Brian J. Antal, president of the Mahoning County St. Vincent De Paul Society, said that he was not contacted by the Romney campaign ahead of the Saturday morning visit by Ryan, who stopped by the soup kitchen after a town hall at Youngstown State University.
“We’re a faith-based organization; we are apolitical because the majority of our funding is from private donations,” Antal said in a phone interview Monday afternoon. “It’s strictly in our bylaws not to do it. They showed up there, and they did not have permission. They got one of the volunteers to open up the doors.”
He added: “The photo-op they did wasn’t even accurate. He did nothing. He just came in here to get his picture taken at the dining hall.”
How typical of the sociopath ticket.
Here’s a quick update on the Bain-Sensata story. Bainport is going to have some high profile visitors soon: Bainport to host Durbin, Sharpton.
The encampment of Sensata workers at “Bainport,” now in its 35th day, will play host to several notables this week as they continue to protest the outsourcing of their jobs to China by the end of 2012….

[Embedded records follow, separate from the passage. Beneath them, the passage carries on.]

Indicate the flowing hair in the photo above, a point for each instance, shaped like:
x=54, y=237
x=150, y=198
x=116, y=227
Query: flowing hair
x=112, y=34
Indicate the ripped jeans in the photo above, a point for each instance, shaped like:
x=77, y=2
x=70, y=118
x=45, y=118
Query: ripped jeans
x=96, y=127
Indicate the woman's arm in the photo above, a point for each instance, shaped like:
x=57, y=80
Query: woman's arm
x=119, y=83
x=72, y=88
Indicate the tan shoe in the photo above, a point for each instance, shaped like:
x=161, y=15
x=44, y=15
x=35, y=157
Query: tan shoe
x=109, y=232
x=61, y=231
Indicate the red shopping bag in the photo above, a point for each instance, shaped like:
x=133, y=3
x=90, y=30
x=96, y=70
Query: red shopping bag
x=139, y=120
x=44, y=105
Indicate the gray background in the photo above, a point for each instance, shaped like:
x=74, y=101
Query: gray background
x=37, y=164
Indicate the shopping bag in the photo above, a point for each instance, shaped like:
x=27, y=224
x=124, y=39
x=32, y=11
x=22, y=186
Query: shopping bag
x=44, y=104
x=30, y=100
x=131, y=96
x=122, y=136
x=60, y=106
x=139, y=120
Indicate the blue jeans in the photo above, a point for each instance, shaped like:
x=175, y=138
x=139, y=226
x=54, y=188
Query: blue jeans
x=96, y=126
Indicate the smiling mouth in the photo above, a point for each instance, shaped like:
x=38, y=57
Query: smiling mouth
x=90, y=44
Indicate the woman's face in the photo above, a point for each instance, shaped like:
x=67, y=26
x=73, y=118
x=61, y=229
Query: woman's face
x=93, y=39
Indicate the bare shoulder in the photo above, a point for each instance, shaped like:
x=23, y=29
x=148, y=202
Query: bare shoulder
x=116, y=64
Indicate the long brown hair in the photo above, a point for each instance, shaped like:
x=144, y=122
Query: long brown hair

On Tuesday, the Democratic challenger for the Illinois 17th District Congressional seat, Cheri Bustos, and U.S. Senator Dick Durbin will visit the workers at their campsite.
“Since day one of her campaign, Cheri Bustos has been standing with workers across Illinois,” said Bustos’ campaign spokesman, Arden Manning. “Bain Capital is actually afforded tax breaks to shut down the Sensata plant. … She’ll fight to end outsourcing by giving tax breaks to companies that bring jobs home.” ….Also visiting Freeport this week will be activist Reverend Al Sharpton. He is scheduled to appear at the Sensata camp on Saturday at 4 p.m. to speak to the employees.
The appearances this week follow an active summer of rallies that saw the arrival of Illinois Governor Pat Quinn and former NAACP Chairman Julian Bond to Freeport.
Power to the people!
That’s all I’ve got for you this morning. Now it’s your turn. What are you reading and blogging about today?